Another example is House Bill 1392, a law pitched as a fix for Medicaid underpayment. It aims to increase Medicaid reimbursement rates to Medicare levels — again, a laudable goal. But here’s the catch: It funds this increase with a new “covered lives” assessment, a per-enrollee tax on private health insurance plans. In other words, it forces private insurance to pay more so the government can say it’s paying more. It’s one more round of cost-shifting, disguised as reform.
Washington state’s Office of the Insurance Commissioner recently reported that 14 health insurers are requesting average premium increases of 21.2% for 2026. While multiple factors drive those requests, policies like HB 1392 — where private insurance is made to cover shortfalls in public coverage — only worsen the trajectory.
It doesn’t have to be this way.
Safety nets are important. But if governments are going to be the primary insurer for millions of Americans, they need to fund care at sustainable levels, not push their shortfalls onto others. That means narrowing eligibility, requiring modest cost-sharing from recipients, eliminating wasteful dual-state payments that do nothing for recipients, and letting market forces play a bigger role in pricing.

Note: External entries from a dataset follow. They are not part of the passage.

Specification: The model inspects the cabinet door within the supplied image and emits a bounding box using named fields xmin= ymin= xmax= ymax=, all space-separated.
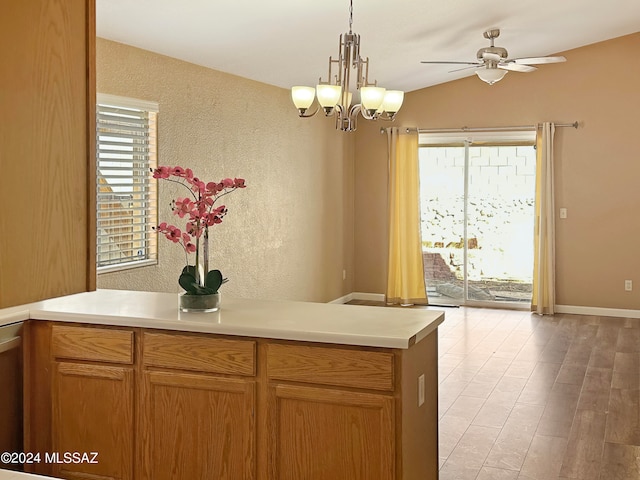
xmin=141 ymin=371 xmax=255 ymax=480
xmin=268 ymin=385 xmax=395 ymax=480
xmin=49 ymin=362 xmax=134 ymax=480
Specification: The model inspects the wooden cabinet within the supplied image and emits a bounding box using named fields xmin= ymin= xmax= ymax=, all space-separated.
xmin=264 ymin=338 xmax=438 ymax=480
xmin=51 ymin=325 xmax=135 ymax=480
xmin=139 ymin=332 xmax=255 ymax=480
xmin=139 ymin=372 xmax=255 ymax=480
xmin=53 ymin=361 xmax=135 ymax=480
xmin=26 ymin=322 xmax=438 ymax=480
xmin=269 ymin=385 xmax=396 ymax=480
xmin=0 ymin=0 xmax=96 ymax=308
xmin=267 ymin=343 xmax=396 ymax=480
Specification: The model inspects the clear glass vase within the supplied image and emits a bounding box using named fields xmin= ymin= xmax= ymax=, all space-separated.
xmin=178 ymin=292 xmax=220 ymax=313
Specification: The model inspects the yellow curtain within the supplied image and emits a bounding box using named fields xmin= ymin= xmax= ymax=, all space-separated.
xmin=531 ymin=122 xmax=556 ymax=315
xmin=386 ymin=127 xmax=427 ymax=305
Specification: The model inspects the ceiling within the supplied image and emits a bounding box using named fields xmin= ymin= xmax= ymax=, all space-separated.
xmin=96 ymin=0 xmax=640 ymax=91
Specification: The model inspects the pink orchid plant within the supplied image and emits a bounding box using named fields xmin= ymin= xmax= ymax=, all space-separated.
xmin=153 ymin=166 xmax=246 ymax=295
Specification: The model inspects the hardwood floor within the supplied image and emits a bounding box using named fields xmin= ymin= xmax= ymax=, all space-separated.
xmin=351 ymin=302 xmax=640 ymax=480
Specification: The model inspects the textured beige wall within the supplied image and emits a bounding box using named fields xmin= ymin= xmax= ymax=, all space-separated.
xmin=354 ymin=33 xmax=640 ymax=309
xmin=97 ymin=39 xmax=354 ymax=301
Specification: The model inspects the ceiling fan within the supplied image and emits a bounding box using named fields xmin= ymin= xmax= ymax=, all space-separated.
xmin=420 ymin=28 xmax=567 ymax=85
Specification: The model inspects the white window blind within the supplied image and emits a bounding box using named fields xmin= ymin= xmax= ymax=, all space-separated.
xmin=96 ymin=94 xmax=158 ymax=273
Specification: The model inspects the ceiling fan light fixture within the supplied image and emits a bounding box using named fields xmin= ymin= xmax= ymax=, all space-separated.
xmin=476 ymin=67 xmax=507 ymax=85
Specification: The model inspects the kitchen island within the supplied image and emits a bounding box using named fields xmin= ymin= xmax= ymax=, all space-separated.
xmin=16 ymin=290 xmax=444 ymax=480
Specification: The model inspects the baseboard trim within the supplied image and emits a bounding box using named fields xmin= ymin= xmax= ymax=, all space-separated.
xmin=555 ymin=305 xmax=640 ymax=318
xmin=329 ymin=293 xmax=353 ymax=303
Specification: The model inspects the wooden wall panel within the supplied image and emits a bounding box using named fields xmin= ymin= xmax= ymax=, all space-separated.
xmin=0 ymin=0 xmax=95 ymax=308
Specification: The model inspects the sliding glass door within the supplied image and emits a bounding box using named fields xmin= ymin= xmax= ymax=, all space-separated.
xmin=419 ymin=132 xmax=536 ymax=307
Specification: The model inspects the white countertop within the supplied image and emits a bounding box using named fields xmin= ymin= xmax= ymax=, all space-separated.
xmin=0 ymin=290 xmax=444 ymax=348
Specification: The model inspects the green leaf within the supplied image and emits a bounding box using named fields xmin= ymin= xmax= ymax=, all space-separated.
xmin=178 ymin=267 xmax=199 ymax=295
xmin=204 ymin=270 xmax=225 ymax=293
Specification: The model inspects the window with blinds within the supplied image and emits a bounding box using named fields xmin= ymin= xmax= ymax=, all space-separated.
xmin=96 ymin=94 xmax=158 ymax=273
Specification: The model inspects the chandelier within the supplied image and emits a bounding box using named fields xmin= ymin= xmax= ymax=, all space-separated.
xmin=291 ymin=0 xmax=404 ymax=132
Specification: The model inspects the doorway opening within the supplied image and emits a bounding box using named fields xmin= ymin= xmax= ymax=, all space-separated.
xmin=419 ymin=131 xmax=536 ymax=308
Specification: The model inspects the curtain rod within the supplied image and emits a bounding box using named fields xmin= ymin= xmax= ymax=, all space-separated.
xmin=380 ymin=121 xmax=578 ymax=133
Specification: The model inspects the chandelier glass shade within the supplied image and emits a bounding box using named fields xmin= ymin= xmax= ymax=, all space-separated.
xmin=291 ymin=0 xmax=404 ymax=132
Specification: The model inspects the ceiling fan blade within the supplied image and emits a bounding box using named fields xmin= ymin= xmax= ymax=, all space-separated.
xmin=512 ymin=56 xmax=567 ymax=65
xmin=420 ymin=60 xmax=482 ymax=65
xmin=447 ymin=63 xmax=482 ymax=73
xmin=498 ymin=62 xmax=537 ymax=73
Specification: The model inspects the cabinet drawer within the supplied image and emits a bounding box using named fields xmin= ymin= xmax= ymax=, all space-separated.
xmin=142 ymin=332 xmax=256 ymax=376
xmin=52 ymin=325 xmax=133 ymax=364
xmin=267 ymin=344 xmax=394 ymax=391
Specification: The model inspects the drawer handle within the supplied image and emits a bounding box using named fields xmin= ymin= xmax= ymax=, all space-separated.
xmin=0 ymin=337 xmax=22 ymax=353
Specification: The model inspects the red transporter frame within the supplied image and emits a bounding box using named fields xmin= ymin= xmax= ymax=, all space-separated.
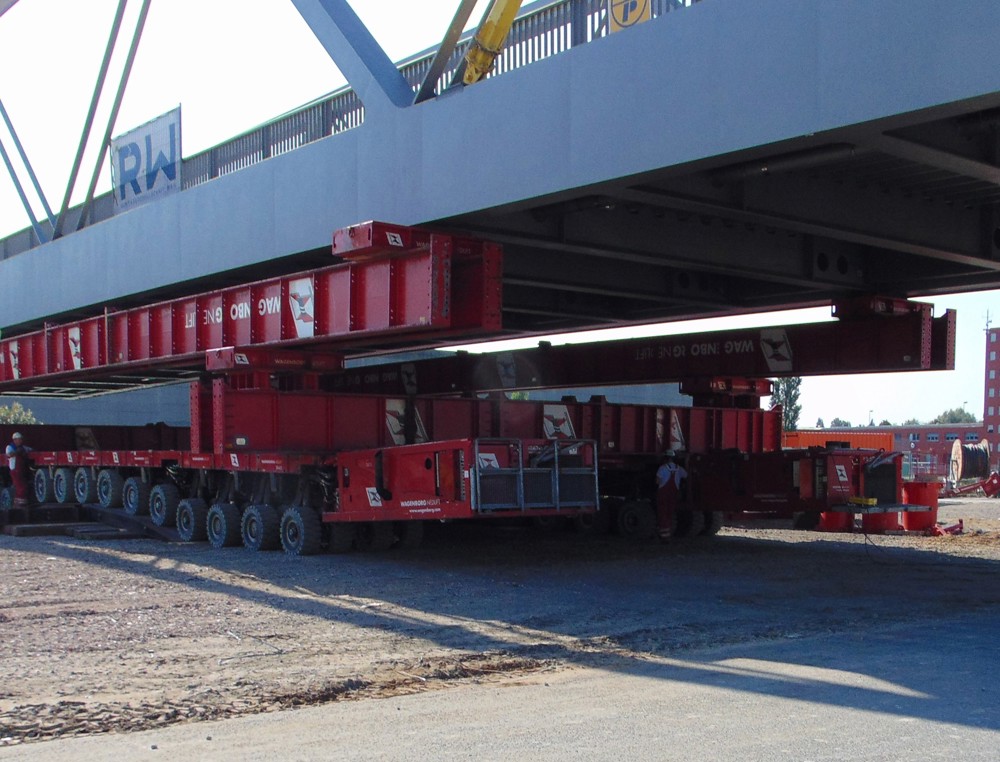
xmin=689 ymin=448 xmax=917 ymax=528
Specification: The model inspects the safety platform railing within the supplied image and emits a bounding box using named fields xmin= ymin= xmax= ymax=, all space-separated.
xmin=0 ymin=0 xmax=701 ymax=259
xmin=472 ymin=439 xmax=598 ymax=513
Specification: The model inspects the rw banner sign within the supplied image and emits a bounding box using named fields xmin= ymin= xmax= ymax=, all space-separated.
xmin=111 ymin=106 xmax=181 ymax=212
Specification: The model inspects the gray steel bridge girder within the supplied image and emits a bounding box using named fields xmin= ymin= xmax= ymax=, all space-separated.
xmin=0 ymin=0 xmax=1000 ymax=326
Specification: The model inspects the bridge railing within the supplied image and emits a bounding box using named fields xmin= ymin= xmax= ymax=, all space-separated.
xmin=0 ymin=0 xmax=701 ymax=259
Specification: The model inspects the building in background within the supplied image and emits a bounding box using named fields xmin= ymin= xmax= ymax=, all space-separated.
xmin=784 ymin=328 xmax=1000 ymax=477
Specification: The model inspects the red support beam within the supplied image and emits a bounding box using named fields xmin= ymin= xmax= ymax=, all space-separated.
xmin=0 ymin=223 xmax=502 ymax=391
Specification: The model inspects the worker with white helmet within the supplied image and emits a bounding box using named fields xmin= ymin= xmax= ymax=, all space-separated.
xmin=656 ymin=450 xmax=687 ymax=540
xmin=6 ymin=431 xmax=31 ymax=508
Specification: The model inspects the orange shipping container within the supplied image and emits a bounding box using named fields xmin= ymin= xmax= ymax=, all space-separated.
xmin=781 ymin=429 xmax=895 ymax=451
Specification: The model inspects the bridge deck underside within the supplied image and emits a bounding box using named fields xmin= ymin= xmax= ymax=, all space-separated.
xmin=0 ymin=0 xmax=1000 ymax=344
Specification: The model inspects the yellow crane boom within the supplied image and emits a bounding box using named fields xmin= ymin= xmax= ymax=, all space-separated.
xmin=462 ymin=0 xmax=521 ymax=85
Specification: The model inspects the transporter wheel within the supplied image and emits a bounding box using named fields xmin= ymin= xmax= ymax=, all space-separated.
xmin=281 ymin=505 xmax=323 ymax=556
xmin=52 ymin=468 xmax=76 ymax=504
xmin=97 ymin=468 xmax=125 ymax=508
xmin=35 ymin=468 xmax=56 ymax=503
xmin=205 ymin=503 xmax=242 ymax=549
xmin=396 ymin=521 xmax=424 ymax=550
xmin=149 ymin=484 xmax=181 ymax=527
xmin=356 ymin=521 xmax=394 ymax=553
xmin=240 ymin=505 xmax=281 ymax=550
xmin=73 ymin=466 xmax=97 ymax=505
xmin=177 ymin=497 xmax=208 ymax=542
xmin=122 ymin=476 xmax=151 ymax=516
xmin=701 ymin=511 xmax=726 ymax=537
xmin=326 ymin=521 xmax=357 ymax=553
xmin=615 ymin=500 xmax=656 ymax=540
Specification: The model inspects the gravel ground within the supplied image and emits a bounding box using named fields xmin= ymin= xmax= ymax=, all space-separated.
xmin=0 ymin=499 xmax=1000 ymax=745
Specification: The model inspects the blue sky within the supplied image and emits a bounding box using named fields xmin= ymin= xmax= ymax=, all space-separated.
xmin=0 ymin=0 xmax=1000 ymax=425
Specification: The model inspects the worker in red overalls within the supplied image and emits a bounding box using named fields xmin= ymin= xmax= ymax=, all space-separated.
xmin=656 ymin=450 xmax=687 ymax=540
xmin=6 ymin=431 xmax=31 ymax=508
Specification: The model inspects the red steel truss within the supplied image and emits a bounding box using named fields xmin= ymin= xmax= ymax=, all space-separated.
xmin=0 ymin=223 xmax=502 ymax=396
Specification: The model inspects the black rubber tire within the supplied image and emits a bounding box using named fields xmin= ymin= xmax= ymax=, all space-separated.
xmin=396 ymin=521 xmax=424 ymax=550
xmin=326 ymin=521 xmax=357 ymax=553
xmin=34 ymin=468 xmax=56 ymax=504
xmin=615 ymin=500 xmax=656 ymax=540
xmin=701 ymin=511 xmax=726 ymax=537
xmin=97 ymin=468 xmax=125 ymax=508
xmin=177 ymin=497 xmax=208 ymax=542
xmin=240 ymin=505 xmax=281 ymax=550
xmin=73 ymin=466 xmax=97 ymax=505
xmin=205 ymin=503 xmax=243 ymax=550
xmin=122 ymin=476 xmax=151 ymax=516
xmin=280 ymin=505 xmax=323 ymax=556
xmin=52 ymin=468 xmax=76 ymax=505
xmin=149 ymin=483 xmax=181 ymax=527
xmin=354 ymin=521 xmax=396 ymax=553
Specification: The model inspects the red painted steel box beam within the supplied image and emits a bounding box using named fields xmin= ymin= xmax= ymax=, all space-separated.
xmin=330 ymin=300 xmax=955 ymax=394
xmin=0 ymin=223 xmax=502 ymax=391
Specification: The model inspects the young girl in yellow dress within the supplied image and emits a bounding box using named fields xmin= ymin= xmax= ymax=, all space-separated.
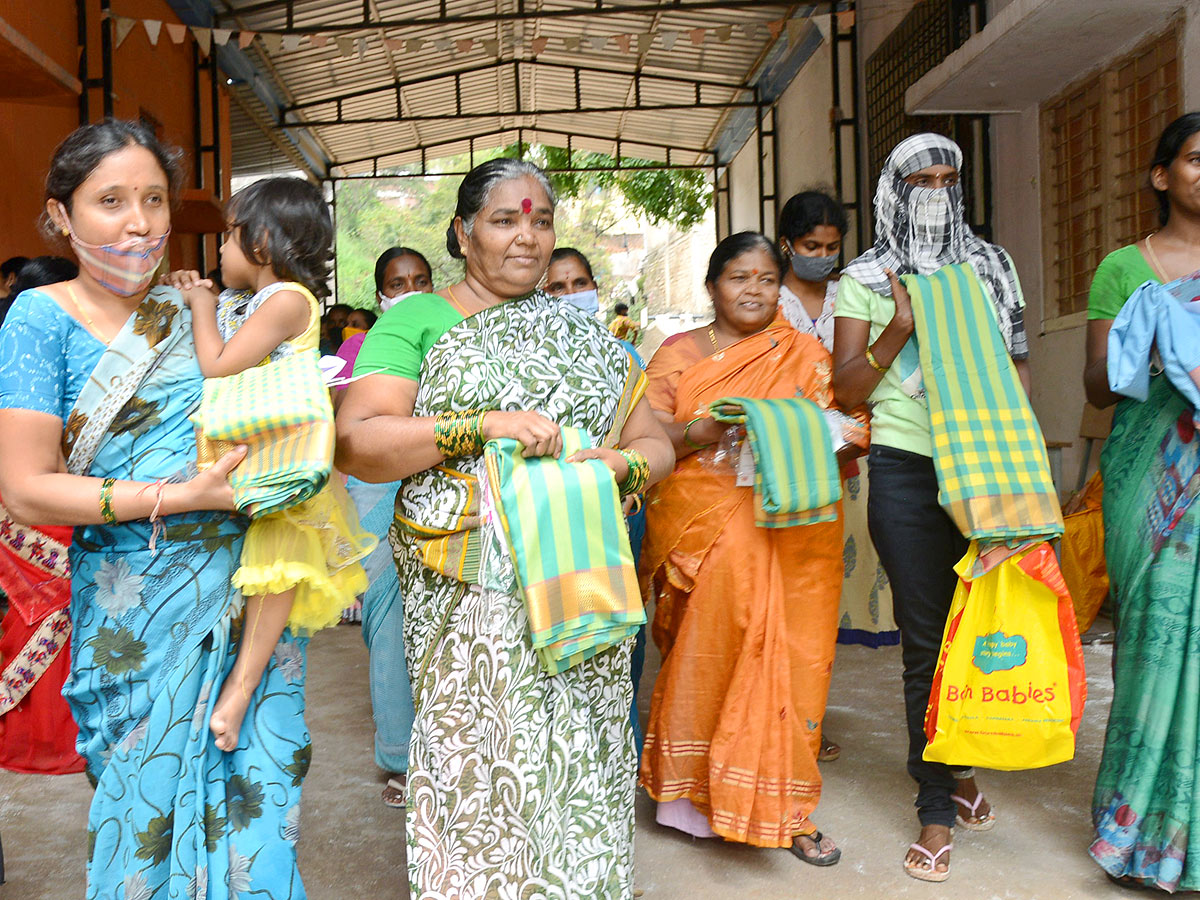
xmin=167 ymin=178 xmax=376 ymax=751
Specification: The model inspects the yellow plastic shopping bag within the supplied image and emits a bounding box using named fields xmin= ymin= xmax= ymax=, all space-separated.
xmin=924 ymin=542 xmax=1087 ymax=769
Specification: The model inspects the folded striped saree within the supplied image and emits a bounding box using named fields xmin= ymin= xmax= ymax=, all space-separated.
xmin=902 ymin=263 xmax=1063 ymax=541
xmin=484 ymin=426 xmax=646 ymax=674
xmin=709 ymin=397 xmax=841 ymax=528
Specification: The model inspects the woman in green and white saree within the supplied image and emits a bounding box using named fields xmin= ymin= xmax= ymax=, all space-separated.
xmin=337 ymin=158 xmax=674 ymax=900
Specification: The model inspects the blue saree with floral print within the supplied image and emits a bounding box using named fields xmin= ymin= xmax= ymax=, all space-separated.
xmin=0 ymin=288 xmax=312 ymax=900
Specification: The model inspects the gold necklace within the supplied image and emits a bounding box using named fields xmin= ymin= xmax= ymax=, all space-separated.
xmin=66 ymin=284 xmax=100 ymax=335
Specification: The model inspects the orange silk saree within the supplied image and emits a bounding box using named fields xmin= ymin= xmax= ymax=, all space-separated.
xmin=640 ymin=322 xmax=866 ymax=847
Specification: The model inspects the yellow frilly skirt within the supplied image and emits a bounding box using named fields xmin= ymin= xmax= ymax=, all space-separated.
xmin=233 ymin=474 xmax=378 ymax=634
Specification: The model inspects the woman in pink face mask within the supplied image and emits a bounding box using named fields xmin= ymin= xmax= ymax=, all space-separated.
xmin=0 ymin=120 xmax=312 ymax=900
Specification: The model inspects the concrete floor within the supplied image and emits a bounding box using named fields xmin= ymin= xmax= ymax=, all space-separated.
xmin=0 ymin=626 xmax=1128 ymax=900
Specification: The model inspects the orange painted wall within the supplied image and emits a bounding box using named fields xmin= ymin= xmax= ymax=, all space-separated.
xmin=0 ymin=0 xmax=230 ymax=266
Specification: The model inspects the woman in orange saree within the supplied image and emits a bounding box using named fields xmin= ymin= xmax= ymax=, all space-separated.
xmin=640 ymin=233 xmax=866 ymax=865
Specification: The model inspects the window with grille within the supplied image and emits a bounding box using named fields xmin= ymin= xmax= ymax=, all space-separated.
xmin=1042 ymin=28 xmax=1180 ymax=319
xmin=863 ymin=0 xmax=991 ymax=236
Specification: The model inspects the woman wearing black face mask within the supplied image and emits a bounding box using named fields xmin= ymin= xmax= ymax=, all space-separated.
xmin=779 ymin=191 xmax=900 ymax=762
xmin=779 ymin=191 xmax=846 ymax=353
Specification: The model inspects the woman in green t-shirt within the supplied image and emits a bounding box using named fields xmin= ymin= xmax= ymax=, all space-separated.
xmin=1084 ymin=113 xmax=1200 ymax=892
xmin=833 ymin=134 xmax=1028 ymax=881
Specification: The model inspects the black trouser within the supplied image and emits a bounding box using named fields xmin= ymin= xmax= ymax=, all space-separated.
xmin=866 ymin=445 xmax=967 ymax=827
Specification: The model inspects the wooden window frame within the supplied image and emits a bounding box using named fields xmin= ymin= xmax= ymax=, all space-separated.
xmin=1038 ymin=19 xmax=1183 ymax=331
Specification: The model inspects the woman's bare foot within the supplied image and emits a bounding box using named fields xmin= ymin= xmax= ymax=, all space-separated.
xmin=209 ymin=672 xmax=251 ymax=754
xmin=904 ymin=826 xmax=953 ymax=881
xmin=952 ymin=775 xmax=996 ymax=832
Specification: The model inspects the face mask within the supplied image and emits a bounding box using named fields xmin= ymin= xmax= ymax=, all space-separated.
xmin=70 ymin=229 xmax=170 ymax=296
xmin=558 ymin=288 xmax=600 ymax=316
xmin=376 ymin=290 xmax=421 ymax=312
xmin=792 ymin=252 xmax=838 ymax=281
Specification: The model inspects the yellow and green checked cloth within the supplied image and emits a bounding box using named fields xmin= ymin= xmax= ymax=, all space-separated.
xmin=904 ymin=263 xmax=1063 ymax=541
xmin=484 ymin=427 xmax=646 ymax=674
xmin=709 ymin=397 xmax=841 ymax=528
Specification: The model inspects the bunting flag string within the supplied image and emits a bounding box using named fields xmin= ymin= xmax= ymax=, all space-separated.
xmin=106 ymin=12 xmax=820 ymax=60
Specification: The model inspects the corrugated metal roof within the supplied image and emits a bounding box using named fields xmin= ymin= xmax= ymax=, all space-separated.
xmin=225 ymin=0 xmax=812 ymax=176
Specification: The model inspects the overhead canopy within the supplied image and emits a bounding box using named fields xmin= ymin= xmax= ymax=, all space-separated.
xmin=208 ymin=0 xmax=825 ymax=178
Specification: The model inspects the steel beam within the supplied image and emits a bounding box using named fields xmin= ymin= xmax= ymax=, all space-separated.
xmin=218 ymin=0 xmax=811 ymax=35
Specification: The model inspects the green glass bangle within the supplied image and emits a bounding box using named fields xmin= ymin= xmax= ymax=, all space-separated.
xmin=100 ymin=478 xmax=118 ymax=524
xmin=617 ymin=450 xmax=650 ymax=497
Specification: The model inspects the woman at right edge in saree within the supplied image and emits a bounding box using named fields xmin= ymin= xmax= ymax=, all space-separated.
xmin=1084 ymin=113 xmax=1200 ymax=892
xmin=337 ymin=158 xmax=674 ymax=900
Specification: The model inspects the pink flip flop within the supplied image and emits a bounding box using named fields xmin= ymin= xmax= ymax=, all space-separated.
xmin=904 ymin=844 xmax=954 ymax=882
xmin=950 ymin=791 xmax=996 ymax=832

Unfortunately, our state’s leaders continue to flirt with “universal,” taxpayer-financed health care. But universal access isn’t the same as universal care. In systems like Canada or the UK, these systems lead to rationing, long wait times and limited innovation — not abundant and efficient services.
We need a health care system where more people — not fewer — have skin in the game, and where providers compete for their dollars with quality and price. More payers. More choices. More pressure on providers to offer value.
That’s how you tame costs, not by hiding them.